The cat by now safely enclosed indoors was having a hysterical fit clearly resenting this intruder and threatened by the entire ordeal.

Preparing for the worst, I searched the yard for something that would suffice to flip the beast over to its legs, finally deciding on a shovel.

Thankfully no rescue attempt was needed; with remarkable agility for such a seemingly clumsy creature, the turtle had managed to invert itself to its feet and was now back on its determined path.

Unable to resist the spectacle, I sprayed on some insect repellent and set out to trail the pioneer, intent on seeing just how far it intended to travel.

Good thing I brought my phone with me --because it was a long trip and my pace was decidedly impatient as compared to the turtle.

Nevertheless, how adroitly it cut thru all the grass and briars, the varying slope of the earth as it continued to the field.

Must have taken a half hour or more by the time it reached the open depression in the field where finally it ceased its motility and sat in the humid haze, again turning its head from side to side.

By single eyed purpose it then began to excavate a hole in the earth, digging and then digging more, first with its front webbed feet and then the back ones.

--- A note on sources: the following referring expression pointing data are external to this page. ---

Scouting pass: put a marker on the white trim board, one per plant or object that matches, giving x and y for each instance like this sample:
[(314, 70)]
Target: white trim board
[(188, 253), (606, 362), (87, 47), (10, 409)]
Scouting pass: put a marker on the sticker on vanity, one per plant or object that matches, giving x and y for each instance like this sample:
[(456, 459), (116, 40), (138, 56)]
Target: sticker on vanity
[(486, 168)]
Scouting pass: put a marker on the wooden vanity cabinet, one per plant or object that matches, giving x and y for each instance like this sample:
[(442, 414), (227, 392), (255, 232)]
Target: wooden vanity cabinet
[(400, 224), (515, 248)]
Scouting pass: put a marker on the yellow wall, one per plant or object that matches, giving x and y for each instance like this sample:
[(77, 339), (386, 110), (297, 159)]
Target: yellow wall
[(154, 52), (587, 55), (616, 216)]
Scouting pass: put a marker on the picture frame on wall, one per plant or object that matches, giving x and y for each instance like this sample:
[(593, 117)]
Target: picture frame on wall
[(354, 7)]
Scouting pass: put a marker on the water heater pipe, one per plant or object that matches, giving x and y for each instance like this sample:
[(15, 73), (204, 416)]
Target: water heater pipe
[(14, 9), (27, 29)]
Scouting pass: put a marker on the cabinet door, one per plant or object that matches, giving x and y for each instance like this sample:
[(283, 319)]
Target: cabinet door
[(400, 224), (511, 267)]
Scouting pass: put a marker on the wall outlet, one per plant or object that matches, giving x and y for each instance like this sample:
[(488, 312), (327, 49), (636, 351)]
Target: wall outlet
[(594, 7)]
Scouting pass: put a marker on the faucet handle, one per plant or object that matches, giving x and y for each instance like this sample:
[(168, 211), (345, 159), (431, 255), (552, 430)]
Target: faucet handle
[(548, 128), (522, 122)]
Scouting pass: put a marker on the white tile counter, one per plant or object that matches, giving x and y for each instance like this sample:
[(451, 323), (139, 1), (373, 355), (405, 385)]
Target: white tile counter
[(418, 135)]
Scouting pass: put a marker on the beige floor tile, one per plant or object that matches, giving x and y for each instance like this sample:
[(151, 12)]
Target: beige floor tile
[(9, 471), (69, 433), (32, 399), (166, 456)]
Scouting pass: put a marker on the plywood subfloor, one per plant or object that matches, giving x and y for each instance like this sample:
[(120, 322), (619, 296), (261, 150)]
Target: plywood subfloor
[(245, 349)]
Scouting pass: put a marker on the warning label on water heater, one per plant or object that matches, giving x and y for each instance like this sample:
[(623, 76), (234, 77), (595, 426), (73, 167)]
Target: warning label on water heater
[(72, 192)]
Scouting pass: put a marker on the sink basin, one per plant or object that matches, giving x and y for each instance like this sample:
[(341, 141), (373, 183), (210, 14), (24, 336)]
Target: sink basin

Once the required depth was attained, the turtle lowered its shell into the dirt, its back legs now digging out more dirt as if they were flippers.

I watched. I waited. I waited more. Another fifteen minutes passed and the turtle was still sitting there.  Suddenly I saw the outline of something that looked like a ping pong ball fall from beneath its shell into the hole it was sitting in. 

Once the ping pong hit the dirt the turtle's back legs frenetically shoved dirt over it to bury it. And then it reclined its shell back into the ground again until another ping pong ball fell beneath it.

"Where are you?" inquired a friend on the phone as I stood watching the turtle.

"Watching a snapper lay its eggs" I replied.

"You must really be bored" he said, laughing.

"Not at all" I replied.

It was at that exact moment that the snapper lifted its head and looked squarely at me.

What can I say? it was a snapper, I so entirely human

But this might well be the highlight of the day.